The stars of Netflix’s Queer Eye made the network morning show rounds Tuesday to promote the show’s forthcoming final season, but one of the group chose not to join them.

Karamo Brown, the show’s culture expert, said in a statement to CBS Mornings — the Queer Eye team’s first stop Tuesday — that he opted out of the interview to focus on his mental health. Brown’s assistant also sent a statement to NBC’s Today saying that “Karamo has felt mentally and emotionally abused for years.”

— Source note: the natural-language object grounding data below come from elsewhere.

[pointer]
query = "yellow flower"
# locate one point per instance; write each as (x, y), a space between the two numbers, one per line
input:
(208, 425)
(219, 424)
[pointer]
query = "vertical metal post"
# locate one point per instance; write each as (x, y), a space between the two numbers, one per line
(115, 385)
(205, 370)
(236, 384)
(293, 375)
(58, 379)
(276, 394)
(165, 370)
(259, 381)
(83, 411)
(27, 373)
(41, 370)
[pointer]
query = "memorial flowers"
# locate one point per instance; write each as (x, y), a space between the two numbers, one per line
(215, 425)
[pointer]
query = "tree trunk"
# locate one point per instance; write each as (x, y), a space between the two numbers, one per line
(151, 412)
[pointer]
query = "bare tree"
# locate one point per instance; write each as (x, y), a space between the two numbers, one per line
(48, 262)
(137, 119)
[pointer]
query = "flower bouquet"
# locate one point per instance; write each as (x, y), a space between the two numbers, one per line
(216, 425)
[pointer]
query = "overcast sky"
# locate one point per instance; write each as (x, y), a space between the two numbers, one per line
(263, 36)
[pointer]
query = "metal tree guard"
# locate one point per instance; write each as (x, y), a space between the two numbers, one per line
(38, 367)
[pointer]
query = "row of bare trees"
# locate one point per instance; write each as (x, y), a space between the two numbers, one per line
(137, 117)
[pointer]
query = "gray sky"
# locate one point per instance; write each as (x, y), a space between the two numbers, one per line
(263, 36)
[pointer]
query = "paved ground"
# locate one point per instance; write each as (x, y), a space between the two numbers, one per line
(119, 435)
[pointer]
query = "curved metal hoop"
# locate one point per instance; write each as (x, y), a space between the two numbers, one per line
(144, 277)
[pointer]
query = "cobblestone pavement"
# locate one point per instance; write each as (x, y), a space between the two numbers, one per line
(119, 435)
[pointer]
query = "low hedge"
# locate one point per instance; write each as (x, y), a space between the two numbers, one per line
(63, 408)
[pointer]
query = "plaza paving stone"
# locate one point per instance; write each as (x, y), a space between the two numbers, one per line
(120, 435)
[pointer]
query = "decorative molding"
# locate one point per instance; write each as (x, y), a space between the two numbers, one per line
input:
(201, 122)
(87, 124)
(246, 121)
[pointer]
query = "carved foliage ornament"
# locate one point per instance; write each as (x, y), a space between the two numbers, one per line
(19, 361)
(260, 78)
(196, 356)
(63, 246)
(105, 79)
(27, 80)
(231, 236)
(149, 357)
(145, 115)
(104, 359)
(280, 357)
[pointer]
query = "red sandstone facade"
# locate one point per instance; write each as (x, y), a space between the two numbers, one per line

Brown’s co-stars — Antoni Porowski, Jonathan Van Ness, Tan France and Jeremiah Brent — reacted with surprise to his absence. On CBS Mornings, anchor Gayle King said the show received word less than an hour before the cast’s appearance that Brown wouldn’t be on camera and read part of a statement he sent to the show: “I hope everyone remembers the main theme I have tried to teach them over the past decade, which is to focus on and protect their mental health/peace from people or a world who seek to destroy it; which is why I can’t be there today.”

King also said that Brown’s assistant said “he’s worried about being bullied.”

“Surprised is a fair understatement,” Porowski said of Brown not being with the group. “I will say, our Queer Eye family, we’ve been doing this for almost a decade, which is pretty wild to believe. And families are complicated. We’re definitely not excluded from that. But I think two things can exist at the same time, and while that is definitely true, we’re also here to showcase these incredible heroes we have and honor the legacy of this past decade of our lives.” Watch the segment below.

Van Ness added that Brown “has taught people to center what they need. I’m actually really proud of him.”

On the fourth hour of Today, co-host Sheinelle Jones read a statement from Brown’s assistant that says in part, “Karamo has felt mentally and emotionally abused for years, and he’s been advised by his therapist to protect himself and his peace by not attending.” Brown did send a video message thanking Queer Eye’s fans and saying he is modeling one of the themes of the final season: “Love yourselves and protect yourselves. That’s why I’m here at home and not there.”

“We’re so sorry that he’s not here,” Porowski said. “We fully support, as a collective unit, him taking care of himself.”

Brown didn’t specify any instances of emotional or mental abuse, nor did his co-stars reply directly to that part of his statement or to, as King said on CBS, his fears of being bullied. The Hollywood Reporter has asked Netflix for comment.